如图1所示,测序设备114包括簇感知碱基检出系统106。通常,簇感知碱基检出系统106估计簇特异性定相校正,以校正估计定相和预定相的信号。更具体地,在一些实施方案中,簇感知碱基检出系统106识别在一个或多个核苷酸片段读段内误差诱导序列之后的读段位置。簇感知碱基检出系统106进一步在与读段位置对应的循环期间检测来自寡核苷酸簇内的标记核苷酸碱基的信号。簇感知碱基检出系统106确定簇特异性定相校正,以针对估计定相和估计预定相校正信号。簇感知碱基检出系统106基于簇特异性定相校正调节信号,并基于所调节的信号确定与寡核苷酸簇对应的读段位置的核苷酸碱基检出。As shown in Figure 1, sequencing equipment 114 includes a cluster-aware base calling system 106. Typically, the cluster-aware base calling system 106 estimates cluster-specific phasing corrections to correct the estimated phasing and pre-phased signals. More specifically, in some embodiments, cluster-aware base calling system 106 identifies read positions that follow error-inducing sequences within one or more nucleotide fragment reads. The cluster-aware base calling system 106 further detects signals from labeled nucleotide bases within oligonucleotide clusters during cycles corresponding to read positions. The cluster-aware base calling system 106 determines cluster-specific phasing corrections to correct the signal for estimated phasing and estimated predetermined phasing. The cluster-aware base calling system 106 corrects the modulation signal based on cluster-specific phasing and determines nucleotide base calls for read positions corresponding to oligonucleotide clusters based on the modulated signal.
图1所示的环境100还包括用户客户端设备108。用户客户端设备108可生成、存储、接收和发送数字数据。具体地,用户客户端设备108可从测序设备114接收测序数据。此外,用户客户端设备108可与服务器设备102通信以接收核苷酸碱基检出、核苷酸序列以及测序运行内的不规则报告。用户客户端设备108可向与用户客户端设备108相关联的用户呈现测序数据。The environment 100 shown in Figure 1 also includes a user client device 108. User client device 108 may generate, store, receive, and send digital data. Specifically, user client device 108 may receive sequencing data from sequencing device 114 . Additionally, user client device 108 may communicate with server device 102 to receive nucleotide base calls, nucleotide sequences, and irregularity reports within a sequencing run. User client device 108 can present sequencing data to a user associated with user client device 108 .

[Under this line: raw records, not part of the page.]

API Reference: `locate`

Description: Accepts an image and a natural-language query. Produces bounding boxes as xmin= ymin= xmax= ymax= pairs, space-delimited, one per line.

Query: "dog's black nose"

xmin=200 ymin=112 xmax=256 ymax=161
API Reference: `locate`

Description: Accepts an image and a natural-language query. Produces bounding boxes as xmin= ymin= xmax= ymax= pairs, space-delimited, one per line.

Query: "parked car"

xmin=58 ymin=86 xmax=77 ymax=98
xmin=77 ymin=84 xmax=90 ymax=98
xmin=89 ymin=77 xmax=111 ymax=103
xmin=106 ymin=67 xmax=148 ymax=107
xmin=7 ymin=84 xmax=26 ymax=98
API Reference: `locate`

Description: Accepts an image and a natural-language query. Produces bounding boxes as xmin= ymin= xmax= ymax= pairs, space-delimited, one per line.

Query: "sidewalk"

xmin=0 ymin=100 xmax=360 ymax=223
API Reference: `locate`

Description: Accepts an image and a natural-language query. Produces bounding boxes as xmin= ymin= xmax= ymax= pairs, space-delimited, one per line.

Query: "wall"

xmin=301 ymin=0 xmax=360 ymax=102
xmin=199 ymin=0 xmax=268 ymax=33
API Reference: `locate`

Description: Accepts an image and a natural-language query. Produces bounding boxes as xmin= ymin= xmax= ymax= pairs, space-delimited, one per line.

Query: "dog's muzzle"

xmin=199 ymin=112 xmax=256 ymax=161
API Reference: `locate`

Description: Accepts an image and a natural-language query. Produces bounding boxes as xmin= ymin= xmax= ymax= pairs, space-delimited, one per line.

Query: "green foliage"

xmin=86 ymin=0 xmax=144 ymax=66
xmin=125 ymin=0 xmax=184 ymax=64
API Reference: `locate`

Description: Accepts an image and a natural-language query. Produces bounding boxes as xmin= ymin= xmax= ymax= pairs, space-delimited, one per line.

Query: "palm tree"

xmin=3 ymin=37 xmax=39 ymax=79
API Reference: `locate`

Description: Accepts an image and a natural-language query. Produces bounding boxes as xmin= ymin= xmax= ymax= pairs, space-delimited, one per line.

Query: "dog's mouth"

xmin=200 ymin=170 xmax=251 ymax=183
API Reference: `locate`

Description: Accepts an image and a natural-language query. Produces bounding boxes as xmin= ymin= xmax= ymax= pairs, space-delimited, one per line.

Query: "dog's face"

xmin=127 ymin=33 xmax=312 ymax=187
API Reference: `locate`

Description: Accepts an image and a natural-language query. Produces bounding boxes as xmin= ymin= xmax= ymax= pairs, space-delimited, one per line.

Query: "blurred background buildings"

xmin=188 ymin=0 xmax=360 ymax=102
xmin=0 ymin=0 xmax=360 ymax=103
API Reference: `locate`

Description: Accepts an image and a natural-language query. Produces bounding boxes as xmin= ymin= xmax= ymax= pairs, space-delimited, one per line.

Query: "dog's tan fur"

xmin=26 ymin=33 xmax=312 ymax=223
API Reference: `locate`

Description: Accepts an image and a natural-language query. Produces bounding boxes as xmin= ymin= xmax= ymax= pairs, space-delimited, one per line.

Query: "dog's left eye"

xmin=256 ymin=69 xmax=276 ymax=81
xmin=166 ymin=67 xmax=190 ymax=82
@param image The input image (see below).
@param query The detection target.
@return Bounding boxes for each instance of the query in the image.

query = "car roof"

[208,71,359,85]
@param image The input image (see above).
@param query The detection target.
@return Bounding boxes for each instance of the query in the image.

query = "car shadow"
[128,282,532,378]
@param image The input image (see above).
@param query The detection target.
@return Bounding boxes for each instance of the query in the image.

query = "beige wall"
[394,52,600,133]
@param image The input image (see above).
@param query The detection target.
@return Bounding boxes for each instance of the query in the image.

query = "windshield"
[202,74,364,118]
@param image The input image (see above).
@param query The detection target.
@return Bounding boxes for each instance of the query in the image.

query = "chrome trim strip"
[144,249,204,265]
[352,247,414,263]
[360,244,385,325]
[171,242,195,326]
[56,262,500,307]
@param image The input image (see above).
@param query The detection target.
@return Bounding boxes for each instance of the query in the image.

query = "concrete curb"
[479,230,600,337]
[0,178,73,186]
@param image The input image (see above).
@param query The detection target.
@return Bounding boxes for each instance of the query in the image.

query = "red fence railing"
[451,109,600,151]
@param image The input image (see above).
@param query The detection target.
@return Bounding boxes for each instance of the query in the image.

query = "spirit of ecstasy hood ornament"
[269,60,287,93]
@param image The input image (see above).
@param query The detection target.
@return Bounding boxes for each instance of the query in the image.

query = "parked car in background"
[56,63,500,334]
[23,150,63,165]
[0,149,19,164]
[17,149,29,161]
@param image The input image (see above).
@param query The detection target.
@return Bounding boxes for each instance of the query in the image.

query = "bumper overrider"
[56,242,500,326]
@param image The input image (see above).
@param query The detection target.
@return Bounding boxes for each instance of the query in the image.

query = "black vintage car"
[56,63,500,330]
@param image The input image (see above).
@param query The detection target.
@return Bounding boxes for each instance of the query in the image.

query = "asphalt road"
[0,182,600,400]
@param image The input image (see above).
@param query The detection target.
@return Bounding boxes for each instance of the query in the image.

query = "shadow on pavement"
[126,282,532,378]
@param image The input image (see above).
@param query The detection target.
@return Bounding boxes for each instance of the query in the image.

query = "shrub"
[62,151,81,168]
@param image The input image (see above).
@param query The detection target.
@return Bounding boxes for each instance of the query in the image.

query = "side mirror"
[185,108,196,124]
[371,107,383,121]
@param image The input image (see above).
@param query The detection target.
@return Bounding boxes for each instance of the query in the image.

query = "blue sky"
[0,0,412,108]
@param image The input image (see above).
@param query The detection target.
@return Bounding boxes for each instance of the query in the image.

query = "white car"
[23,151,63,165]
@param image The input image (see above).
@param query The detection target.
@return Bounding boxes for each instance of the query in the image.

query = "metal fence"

图1中示出的用户客户端设备108可包括各种类型的客户端设备。例如,在一些实施方案中,用户客户端设备108包括非移动设备,诸如台式计算机或服务器,或其他类型的客户端设备。在又一些实施方案中,用户客户端设备108包括移动设备,诸如膝上型计算机、平板计算机、移动电话、智能电话等。关于用户客户端设备108的附加细节在下面关于图10讨论。The user client devices 108 shown in Figure 1 may include various types of client devices. For example, in some embodiments, user client device 108 includes a non-mobile device, such as a desktop computer or server, or other type of client device. In yet other embodiments, user client device 108 includes a mobile device, such as a laptop computer, tablet computer, mobile phone, smartphone, etc. Additional details regarding user client device 108 are discussed below with respect to FIG. 10 .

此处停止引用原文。